University rules say I have to have transitions between my chapters. They don't say what they have to be, and my professors don't care, so I'm writing little essays.

Here is the intro to Chapter 1:

Demographers and evolutionary biologists have a great deal to learn from each other. That there is no Demographic Evolution Society or Journal of Evolutionary Biodemography attests to the fact that most biologists, even those strongly interested in population processes and the interactions of individuals of different ages don't fully incorporate the insights and methods of demography. Similarly, most demographers give little thought to why such basic variables as mortality risk and fertility vary with age as they do. Any demographer can tell you that the qx curve is shaped like a U or a J or a bathtub, but precious few seem interested in ultimate explanations of how that came to be. Only evolutionary biology can provide such ultimate explanations. Demography is a social science; questions are expected to have some relevance to humans, and the vast majority are solely about humans. In evolutionary biology the assumption that humans must be interesting is quickly labeled as anthropocentrism.

Human demography offers the evolutionary biologist fascinating questions, tremendous stores of readily available data, and the quantitative tools to analyze them to. Evolutionary biology offers demographers the concepts to understand why humans are as we are, how we came to be this way, and how we differ from other organism. A uniquely human, cultural explanation is not needed to explain a trait humans share with all primates. Where humans are unique, this could be because of evolution, or culture, or more likely feedback between the two.
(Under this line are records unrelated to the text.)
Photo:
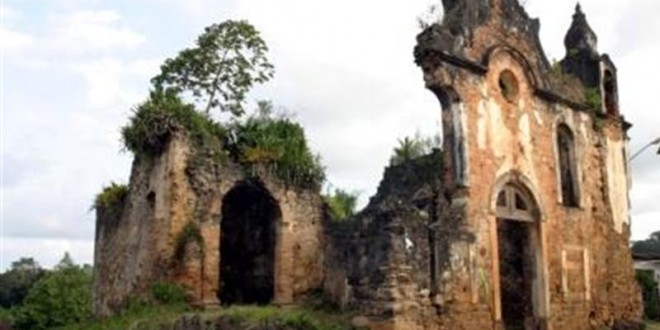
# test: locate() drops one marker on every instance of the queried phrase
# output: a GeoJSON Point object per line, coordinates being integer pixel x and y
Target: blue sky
{"type": "Point", "coordinates": [72, 70]}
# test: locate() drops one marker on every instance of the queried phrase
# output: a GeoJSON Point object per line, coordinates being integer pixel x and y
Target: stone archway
{"type": "Point", "coordinates": [248, 239]}
{"type": "Point", "coordinates": [519, 251]}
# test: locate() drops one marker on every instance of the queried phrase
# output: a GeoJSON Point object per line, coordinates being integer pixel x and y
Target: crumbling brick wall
{"type": "Point", "coordinates": [183, 190]}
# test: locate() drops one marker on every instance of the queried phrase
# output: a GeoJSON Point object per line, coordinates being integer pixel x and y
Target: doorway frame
{"type": "Point", "coordinates": [538, 244]}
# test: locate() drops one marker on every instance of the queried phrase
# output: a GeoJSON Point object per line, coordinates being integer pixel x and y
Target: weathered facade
{"type": "Point", "coordinates": [183, 210]}
{"type": "Point", "coordinates": [520, 222]}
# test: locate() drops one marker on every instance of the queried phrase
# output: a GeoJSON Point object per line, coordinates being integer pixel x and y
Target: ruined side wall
{"type": "Point", "coordinates": [184, 188]}
{"type": "Point", "coordinates": [131, 249]}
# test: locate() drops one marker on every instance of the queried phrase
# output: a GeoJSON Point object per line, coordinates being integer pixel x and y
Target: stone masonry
{"type": "Point", "coordinates": [519, 222]}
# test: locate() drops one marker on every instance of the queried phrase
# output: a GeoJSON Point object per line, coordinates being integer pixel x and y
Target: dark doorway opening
{"type": "Point", "coordinates": [516, 274]}
{"type": "Point", "coordinates": [247, 245]}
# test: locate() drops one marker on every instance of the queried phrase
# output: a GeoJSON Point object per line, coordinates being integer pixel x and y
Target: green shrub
{"type": "Point", "coordinates": [61, 297]}
{"type": "Point", "coordinates": [6, 318]}
{"type": "Point", "coordinates": [650, 294]}
{"type": "Point", "coordinates": [155, 121]}
{"type": "Point", "coordinates": [280, 144]}
{"type": "Point", "coordinates": [168, 293]}
{"type": "Point", "coordinates": [111, 197]}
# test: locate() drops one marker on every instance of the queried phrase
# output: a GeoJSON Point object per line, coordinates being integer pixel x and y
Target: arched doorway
{"type": "Point", "coordinates": [519, 251]}
{"type": "Point", "coordinates": [248, 238]}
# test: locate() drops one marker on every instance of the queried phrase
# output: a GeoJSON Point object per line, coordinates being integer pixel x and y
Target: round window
{"type": "Point", "coordinates": [508, 85]}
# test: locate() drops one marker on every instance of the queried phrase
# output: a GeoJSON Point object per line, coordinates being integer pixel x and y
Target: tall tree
{"type": "Point", "coordinates": [228, 60]}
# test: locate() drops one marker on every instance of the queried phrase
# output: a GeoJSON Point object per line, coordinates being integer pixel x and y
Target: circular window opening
{"type": "Point", "coordinates": [508, 85]}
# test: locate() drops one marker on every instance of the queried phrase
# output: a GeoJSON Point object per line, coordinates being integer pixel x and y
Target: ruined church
{"type": "Point", "coordinates": [520, 221]}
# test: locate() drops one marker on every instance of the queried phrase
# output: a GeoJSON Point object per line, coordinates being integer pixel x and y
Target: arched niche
{"type": "Point", "coordinates": [517, 57]}
{"type": "Point", "coordinates": [610, 94]}
{"type": "Point", "coordinates": [455, 138]}
{"type": "Point", "coordinates": [520, 288]}
{"type": "Point", "coordinates": [567, 171]}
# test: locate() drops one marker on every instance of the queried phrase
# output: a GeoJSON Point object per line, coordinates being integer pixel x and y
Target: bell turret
{"type": "Point", "coordinates": [580, 38]}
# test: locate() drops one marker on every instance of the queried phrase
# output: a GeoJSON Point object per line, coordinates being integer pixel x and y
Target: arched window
{"type": "Point", "coordinates": [609, 87]}
{"type": "Point", "coordinates": [513, 204]}
{"type": "Point", "coordinates": [567, 166]}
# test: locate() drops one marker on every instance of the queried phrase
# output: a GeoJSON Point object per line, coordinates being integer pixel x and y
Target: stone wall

Judging whether a trait of human demography is unique requires the methods and concepts of both demography and evolutionary biology.
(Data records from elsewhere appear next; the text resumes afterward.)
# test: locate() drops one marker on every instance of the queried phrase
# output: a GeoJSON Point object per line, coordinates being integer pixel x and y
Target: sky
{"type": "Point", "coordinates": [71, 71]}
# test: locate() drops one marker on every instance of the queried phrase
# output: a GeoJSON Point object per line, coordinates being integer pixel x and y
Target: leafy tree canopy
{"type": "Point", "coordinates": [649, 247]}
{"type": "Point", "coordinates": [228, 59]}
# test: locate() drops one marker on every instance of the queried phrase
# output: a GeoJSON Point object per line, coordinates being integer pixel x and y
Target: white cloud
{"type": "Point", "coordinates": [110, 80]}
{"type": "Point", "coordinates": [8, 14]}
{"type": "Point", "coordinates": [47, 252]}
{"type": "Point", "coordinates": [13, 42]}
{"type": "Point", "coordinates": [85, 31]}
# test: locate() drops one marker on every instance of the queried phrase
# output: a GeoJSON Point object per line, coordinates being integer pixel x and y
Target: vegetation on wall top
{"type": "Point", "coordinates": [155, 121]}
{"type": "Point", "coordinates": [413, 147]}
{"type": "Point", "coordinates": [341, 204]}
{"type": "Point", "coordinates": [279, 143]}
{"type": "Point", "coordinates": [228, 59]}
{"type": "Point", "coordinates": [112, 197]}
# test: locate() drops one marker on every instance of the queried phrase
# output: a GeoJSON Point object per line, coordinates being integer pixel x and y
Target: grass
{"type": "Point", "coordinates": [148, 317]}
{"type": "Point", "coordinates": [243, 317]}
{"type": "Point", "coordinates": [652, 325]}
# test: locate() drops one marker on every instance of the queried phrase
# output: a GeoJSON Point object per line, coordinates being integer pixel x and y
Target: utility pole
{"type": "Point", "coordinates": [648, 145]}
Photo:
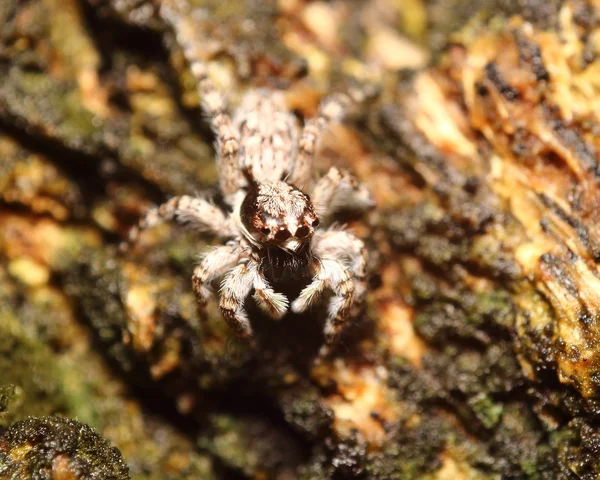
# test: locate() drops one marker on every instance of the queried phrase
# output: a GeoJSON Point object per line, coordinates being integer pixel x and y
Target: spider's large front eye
{"type": "Point", "coordinates": [302, 231]}
{"type": "Point", "coordinates": [283, 234]}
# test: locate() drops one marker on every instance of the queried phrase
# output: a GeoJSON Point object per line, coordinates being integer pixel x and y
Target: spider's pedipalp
{"type": "Point", "coordinates": [272, 303]}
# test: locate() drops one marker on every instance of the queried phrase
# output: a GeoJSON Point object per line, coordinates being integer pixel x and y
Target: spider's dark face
{"type": "Point", "coordinates": [275, 213]}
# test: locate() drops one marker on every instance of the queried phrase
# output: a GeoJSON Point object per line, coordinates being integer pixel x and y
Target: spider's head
{"type": "Point", "coordinates": [278, 214]}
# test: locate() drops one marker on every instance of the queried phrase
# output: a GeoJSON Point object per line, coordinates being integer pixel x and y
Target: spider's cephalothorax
{"type": "Point", "coordinates": [278, 214]}
{"type": "Point", "coordinates": [264, 164]}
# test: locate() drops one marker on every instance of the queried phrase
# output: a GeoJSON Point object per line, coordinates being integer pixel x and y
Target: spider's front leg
{"type": "Point", "coordinates": [332, 109]}
{"type": "Point", "coordinates": [236, 287]}
{"type": "Point", "coordinates": [340, 190]}
{"type": "Point", "coordinates": [178, 15]}
{"type": "Point", "coordinates": [185, 209]}
{"type": "Point", "coordinates": [329, 273]}
{"type": "Point", "coordinates": [214, 265]}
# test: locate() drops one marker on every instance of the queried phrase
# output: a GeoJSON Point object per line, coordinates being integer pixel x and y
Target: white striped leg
{"type": "Point", "coordinates": [185, 209]}
{"type": "Point", "coordinates": [333, 108]}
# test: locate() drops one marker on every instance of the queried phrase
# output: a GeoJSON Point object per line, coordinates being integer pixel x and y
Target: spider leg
{"type": "Point", "coordinates": [340, 190]}
{"type": "Point", "coordinates": [176, 14]}
{"type": "Point", "coordinates": [331, 273]}
{"type": "Point", "coordinates": [235, 287]}
{"type": "Point", "coordinates": [348, 249]}
{"type": "Point", "coordinates": [214, 264]}
{"type": "Point", "coordinates": [332, 109]}
{"type": "Point", "coordinates": [197, 211]}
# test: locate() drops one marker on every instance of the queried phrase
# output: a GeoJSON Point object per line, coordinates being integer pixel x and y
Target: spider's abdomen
{"type": "Point", "coordinates": [269, 135]}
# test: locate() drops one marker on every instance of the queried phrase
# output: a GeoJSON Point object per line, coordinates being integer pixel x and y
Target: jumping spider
{"type": "Point", "coordinates": [264, 165]}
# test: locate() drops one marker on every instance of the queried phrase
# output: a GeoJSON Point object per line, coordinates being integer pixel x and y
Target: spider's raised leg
{"type": "Point", "coordinates": [214, 265]}
{"type": "Point", "coordinates": [333, 108]}
{"type": "Point", "coordinates": [340, 190]}
{"type": "Point", "coordinates": [176, 14]}
{"type": "Point", "coordinates": [194, 210]}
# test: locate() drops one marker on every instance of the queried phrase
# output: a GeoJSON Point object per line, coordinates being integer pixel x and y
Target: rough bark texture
{"type": "Point", "coordinates": [477, 353]}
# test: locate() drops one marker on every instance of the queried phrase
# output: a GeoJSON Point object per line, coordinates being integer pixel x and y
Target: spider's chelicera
{"type": "Point", "coordinates": [272, 235]}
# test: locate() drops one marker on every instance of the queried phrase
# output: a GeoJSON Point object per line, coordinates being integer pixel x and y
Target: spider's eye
{"type": "Point", "coordinates": [302, 231]}
{"type": "Point", "coordinates": [283, 234]}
Chapter 1 asks how unusual women's post-fertile survival is among primates, and what role culture plays. It combines the tools of demography (in developing appropriate measures of post-fertile survival) with those of evolutionary biology (in the comparative method). The result, it is my hope, clarifies a debate in which people have been talking past each other for some time.

2 comments:

Annaliese said...

I definitely didn't have transitions, so I think this is optional. I think they just mean the order should be sensible and flow reasonably from one to the next.

Dan Levitis said...

Hmm. Good to know. Did you have a global introduction and a global conclusion?